Der neue Wohndelegierte der Stadt hat extreme Ansichten. Seine Stelle ist nicht nur teuer, sondern auch unnötig.

So viele Vorschusslorbeeren hört man selten. «Fachlich, methodisch und kommunikativ äusserst versiert», sei der Mann. Dazu «interessiert, überlegt und strategisch denkend». Ein wahrer Alleskönner scheint er zu sein, der Wohndelegierte der Stadt Zürich, der am 1. Januar seine Arbeit aufnimmt.

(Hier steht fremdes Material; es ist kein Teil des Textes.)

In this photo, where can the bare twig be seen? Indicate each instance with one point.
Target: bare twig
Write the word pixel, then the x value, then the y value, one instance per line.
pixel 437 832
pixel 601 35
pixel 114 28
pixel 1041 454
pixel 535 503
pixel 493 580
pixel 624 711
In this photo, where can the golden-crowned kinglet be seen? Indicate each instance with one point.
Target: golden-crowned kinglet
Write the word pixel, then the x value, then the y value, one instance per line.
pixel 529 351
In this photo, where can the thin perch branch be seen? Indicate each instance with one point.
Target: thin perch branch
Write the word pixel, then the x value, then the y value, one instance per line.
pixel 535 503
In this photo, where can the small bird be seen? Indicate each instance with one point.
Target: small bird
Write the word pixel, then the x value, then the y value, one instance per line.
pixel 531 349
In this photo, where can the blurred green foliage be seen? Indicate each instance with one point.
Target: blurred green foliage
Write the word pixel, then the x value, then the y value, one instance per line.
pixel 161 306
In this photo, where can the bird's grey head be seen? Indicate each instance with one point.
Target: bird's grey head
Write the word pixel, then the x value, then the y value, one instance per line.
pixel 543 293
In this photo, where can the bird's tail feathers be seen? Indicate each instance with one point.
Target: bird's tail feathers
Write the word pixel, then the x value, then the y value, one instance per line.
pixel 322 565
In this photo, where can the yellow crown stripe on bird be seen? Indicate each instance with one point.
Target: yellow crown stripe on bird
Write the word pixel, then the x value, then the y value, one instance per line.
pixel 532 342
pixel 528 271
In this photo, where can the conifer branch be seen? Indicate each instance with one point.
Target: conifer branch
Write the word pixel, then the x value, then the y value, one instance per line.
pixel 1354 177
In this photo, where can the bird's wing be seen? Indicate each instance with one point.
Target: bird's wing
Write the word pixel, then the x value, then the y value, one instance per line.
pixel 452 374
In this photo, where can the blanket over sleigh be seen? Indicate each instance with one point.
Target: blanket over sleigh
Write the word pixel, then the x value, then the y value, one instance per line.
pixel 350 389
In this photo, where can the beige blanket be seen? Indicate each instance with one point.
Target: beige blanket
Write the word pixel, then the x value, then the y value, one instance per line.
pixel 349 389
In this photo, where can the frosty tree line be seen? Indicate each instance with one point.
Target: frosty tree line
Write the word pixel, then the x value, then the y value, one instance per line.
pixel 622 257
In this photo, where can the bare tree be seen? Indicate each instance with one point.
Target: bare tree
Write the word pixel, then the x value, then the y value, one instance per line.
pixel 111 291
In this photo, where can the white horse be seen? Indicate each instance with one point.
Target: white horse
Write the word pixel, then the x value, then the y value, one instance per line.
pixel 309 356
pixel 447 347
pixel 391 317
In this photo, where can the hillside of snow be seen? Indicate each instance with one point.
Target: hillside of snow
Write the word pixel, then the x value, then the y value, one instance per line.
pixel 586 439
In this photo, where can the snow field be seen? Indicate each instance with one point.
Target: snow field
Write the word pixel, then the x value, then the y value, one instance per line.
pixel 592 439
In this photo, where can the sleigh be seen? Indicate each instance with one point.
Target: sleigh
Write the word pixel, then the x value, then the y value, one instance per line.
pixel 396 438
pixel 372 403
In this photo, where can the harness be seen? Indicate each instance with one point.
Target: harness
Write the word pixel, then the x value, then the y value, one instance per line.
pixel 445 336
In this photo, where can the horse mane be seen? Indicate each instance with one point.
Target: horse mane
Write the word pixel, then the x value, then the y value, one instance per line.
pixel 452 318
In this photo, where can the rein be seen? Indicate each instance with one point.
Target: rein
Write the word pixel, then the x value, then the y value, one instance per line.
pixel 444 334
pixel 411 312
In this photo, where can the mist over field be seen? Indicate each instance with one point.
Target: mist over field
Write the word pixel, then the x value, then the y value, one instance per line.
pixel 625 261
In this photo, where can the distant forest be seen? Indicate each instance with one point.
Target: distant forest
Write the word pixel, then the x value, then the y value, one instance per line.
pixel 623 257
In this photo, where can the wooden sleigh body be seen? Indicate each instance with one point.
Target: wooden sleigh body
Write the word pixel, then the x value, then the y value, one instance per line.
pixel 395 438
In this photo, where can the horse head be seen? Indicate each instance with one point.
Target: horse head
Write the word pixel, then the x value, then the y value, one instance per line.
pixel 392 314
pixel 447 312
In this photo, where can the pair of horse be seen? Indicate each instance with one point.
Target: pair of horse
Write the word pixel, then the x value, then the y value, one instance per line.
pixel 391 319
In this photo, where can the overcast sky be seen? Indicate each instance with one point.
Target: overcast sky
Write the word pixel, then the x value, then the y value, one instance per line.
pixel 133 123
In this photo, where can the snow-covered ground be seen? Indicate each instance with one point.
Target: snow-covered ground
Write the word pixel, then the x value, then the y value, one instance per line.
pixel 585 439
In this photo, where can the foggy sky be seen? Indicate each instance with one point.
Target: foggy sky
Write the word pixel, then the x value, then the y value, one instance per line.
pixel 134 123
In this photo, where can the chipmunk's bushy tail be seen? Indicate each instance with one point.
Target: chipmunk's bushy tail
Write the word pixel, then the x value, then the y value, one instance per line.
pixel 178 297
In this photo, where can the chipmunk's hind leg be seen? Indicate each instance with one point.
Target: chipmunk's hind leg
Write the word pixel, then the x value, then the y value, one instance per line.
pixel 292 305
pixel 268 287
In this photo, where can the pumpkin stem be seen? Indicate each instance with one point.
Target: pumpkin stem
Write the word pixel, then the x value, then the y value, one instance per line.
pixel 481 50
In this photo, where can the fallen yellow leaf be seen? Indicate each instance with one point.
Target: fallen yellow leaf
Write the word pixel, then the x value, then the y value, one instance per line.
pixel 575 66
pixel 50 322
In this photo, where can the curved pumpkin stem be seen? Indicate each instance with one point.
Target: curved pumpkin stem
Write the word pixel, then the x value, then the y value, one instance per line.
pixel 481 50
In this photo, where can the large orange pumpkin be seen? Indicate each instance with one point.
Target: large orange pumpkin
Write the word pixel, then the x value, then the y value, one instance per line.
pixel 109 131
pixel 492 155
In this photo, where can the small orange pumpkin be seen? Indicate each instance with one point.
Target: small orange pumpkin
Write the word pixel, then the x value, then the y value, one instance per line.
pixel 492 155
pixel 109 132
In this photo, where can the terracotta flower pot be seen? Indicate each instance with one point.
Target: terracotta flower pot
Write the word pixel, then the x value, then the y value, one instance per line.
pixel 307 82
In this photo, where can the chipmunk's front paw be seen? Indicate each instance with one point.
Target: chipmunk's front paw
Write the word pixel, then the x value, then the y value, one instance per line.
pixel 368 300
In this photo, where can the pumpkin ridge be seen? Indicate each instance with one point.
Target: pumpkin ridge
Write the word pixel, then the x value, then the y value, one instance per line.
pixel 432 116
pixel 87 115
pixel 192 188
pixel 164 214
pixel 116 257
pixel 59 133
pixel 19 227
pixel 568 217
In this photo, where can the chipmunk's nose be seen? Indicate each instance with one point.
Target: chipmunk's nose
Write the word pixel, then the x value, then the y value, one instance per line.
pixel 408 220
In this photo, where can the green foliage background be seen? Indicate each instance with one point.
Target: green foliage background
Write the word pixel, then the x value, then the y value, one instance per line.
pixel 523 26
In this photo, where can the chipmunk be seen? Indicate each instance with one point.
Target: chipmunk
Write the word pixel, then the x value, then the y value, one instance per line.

Philippe Koch heisst der vollmundig angekündigte Heilsbringer. Der rot-grüne Zürcher Stadtrat, allen voran die SP-Stadtpräsidentin Corine Mauch, versprechen sich viel vom «Mister Wohnen». Die neu geschaffene Stelle soll «die Aktivitäten im Querschnittthema Wohnen strategisch bündeln», «den Diskurs auf allen politischen Ebenen aktiv führen und prägen» sowie «die Wohnpolitik des Stadtrats weiterentwickeln». Das hat gerade noch gefehlt.

Kein anderes Thema wird im politischen Zürich derart hyperaktiv bearbeitet wie das Wohnen. Die linken Parteien überbieten sich mit Vorstössen und Initiativen. Die Stadt selber kauft im Wochentakt Wohnungen auf. Von der Stadt geförderte Genossenschaften und Stiftungen ziehen laufend neue Siedlungen hoch. In der Verwaltung werden Berichte geschrieben und Statistiken geführt.

Warum neben all dem eine zusätzliche, fürstlich entlöhnte Kaderstelle im Departement Mauch geschaffen werden muss, ist schleierhaft. Einen neuen Wohndelegierten – kurz «Wodel» – braucht es nun wirklich nicht. Der Stadtrat übt sich in Symbolpolitik.

Selbst der linken Alternativen Liste geht der neuste Streich zu weit. Statt die Verwaltung zu erweitern, täte der Stadtrat besser daran, sie zu reorganisieren und so die Effizienz zu steigern, findet sie. Es sind Worte der Vernunft, wie man sie von den anderen linken Parteien in der Stadt – der SP und den Grünen – vermisst. Und die GLP und die Mitte sind in diesem Fall nicht besser. Auch sie winkten die Anträge für die neue Stelle plus «administrative Führungsunterstützung» im Stadtparlament durch.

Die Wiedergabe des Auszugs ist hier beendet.